# Need help with turning over salmon patties



## FraidKnot (Nov 27, 2006)

Whenever I make salmon patties I pan-fry them in a little oil.  But I have  trouble both turning them and getting them out of the pan.  It doesn't seem to  matter which spatula I use, when I need to flip them they just push around the  pan.  I have to really fight with them or use my finger to push them onto the spatula  before I can flip them over to brown the other side.  I have the same  problem when I need to get them on the spatula to remove them to paper towels to  blot off any excess oil.  It also doesn't seem to matter whether I use my  RevereWare frying pan (non-stick) or a non-stick frying pan.

Is there a solution or am I just stuck with being mildly annoyed every time I make salmon patties?

Fraidy


----------



## Constance (Nov 27, 2006)

First of all, I'd like to see your recipe. 

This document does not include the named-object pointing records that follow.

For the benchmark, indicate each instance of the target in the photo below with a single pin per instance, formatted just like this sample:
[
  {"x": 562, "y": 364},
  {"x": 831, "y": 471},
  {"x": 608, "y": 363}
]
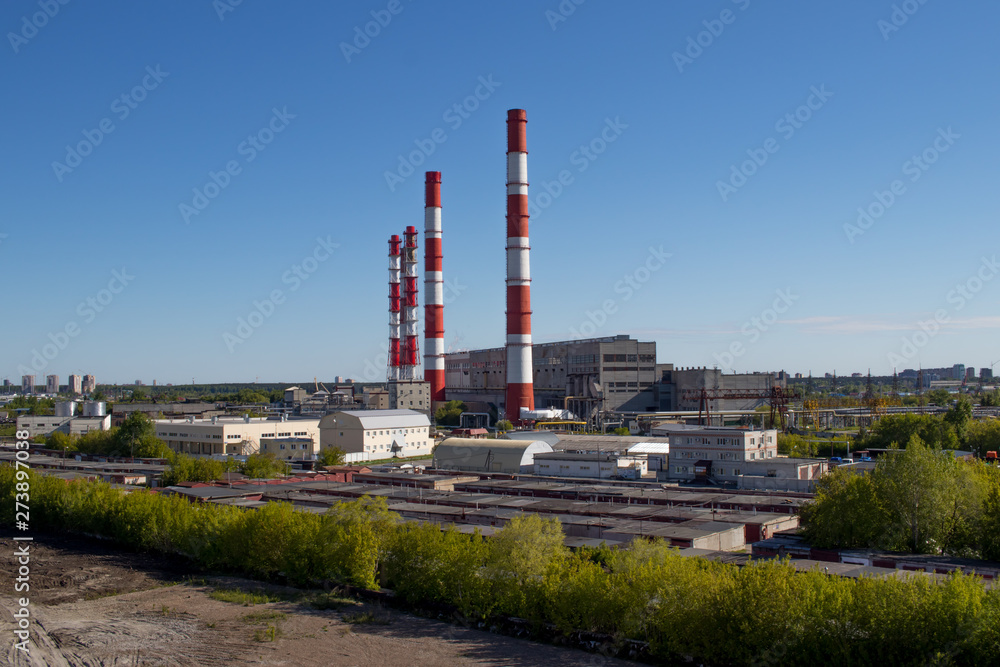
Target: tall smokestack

Aside from that, my best advice to you is to chill your patties about an hour before cooking. That really helps a lot. And then, by all means, cook them in a little olive oil and a pat of butter in a non-stick skillet. Don't try to turn until one side is browned to your liking. Then turn, and leave alone until that side is browned. Too much flipping will tear them up for sure. 

You can also bake them in the oven, although I've never tried that.


----------



## FraidKnot (Nov 27, 2006)

My recipe is a bit unconventional; I grew up with my mom making them this way and I've been doing them this way for 25 years.

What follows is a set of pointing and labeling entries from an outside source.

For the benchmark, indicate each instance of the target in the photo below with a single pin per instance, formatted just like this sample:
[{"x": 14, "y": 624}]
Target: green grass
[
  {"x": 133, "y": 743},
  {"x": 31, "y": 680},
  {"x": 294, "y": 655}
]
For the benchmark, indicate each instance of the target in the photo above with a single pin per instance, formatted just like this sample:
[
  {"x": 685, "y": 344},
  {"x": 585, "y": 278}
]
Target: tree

16 oz. can Alaska pink salmon
2 c. crushed corn chips
2 Tbs. sour cream
2 eggs, lightly beaten
1/2 tsp. pepper
dried parsley flakes or fresh chopped parsley (optional)

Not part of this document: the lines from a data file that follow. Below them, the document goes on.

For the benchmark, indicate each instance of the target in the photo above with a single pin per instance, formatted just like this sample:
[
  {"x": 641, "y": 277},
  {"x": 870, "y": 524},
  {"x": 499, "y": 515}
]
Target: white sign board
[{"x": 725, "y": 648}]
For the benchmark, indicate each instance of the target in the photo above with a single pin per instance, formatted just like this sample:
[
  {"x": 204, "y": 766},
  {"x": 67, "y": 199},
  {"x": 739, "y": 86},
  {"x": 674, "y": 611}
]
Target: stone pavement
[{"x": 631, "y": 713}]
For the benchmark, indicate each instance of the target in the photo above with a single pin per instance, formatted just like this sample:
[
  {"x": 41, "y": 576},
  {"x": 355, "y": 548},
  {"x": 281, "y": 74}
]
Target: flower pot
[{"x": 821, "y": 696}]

Drain the salmon; remove the small round bones.  Mash the salmon in a mixing bowl.  Stir in the remaining ingredients and mix well with a fork.  Form into 6 patties.  Pan-fry until golden brown on each side.

I didn't use olive oil, I used Canola with a pat of butter added.  I don't turn them until they are very nicely browned.

I've tried baking them but they just don't taste as good that way! 

Fraidy


----------



## JohnL (Nov 27, 2006)

Hi Fraidy,
Have you tried using two spatulas?
One to hold the cake still while the other slides under?
This might give you a bit more control of the cake while trying to flip.


----------



## Constance (Nov 27, 2006)

I think that's a good looking recipe, FraidKnot. I wouldn't change it a bit. I use Ritz Crackers and Miracle Whip, which is the same thing, only different. 
Just try chilling them first. I think you'll find it works wonders.


----------



## FraidKnot (Nov 27, 2006)

DOH!  25 years of making these and that never occurred to me!    Sheesh, thank you!


----------



## bullseye (Nov 27, 2006)

I agree with JohnL, Fraidy.  I use one regular spatula and one long, thin one--usually an offset icing spat.  You get the space on the regular one and the agility from the thin one.  It's like giving your spatula a thumb!


----------



## Andy M. (Nov 27, 2006)

Fraid, you are doing something right!  Your patties aren't sticking to the pan!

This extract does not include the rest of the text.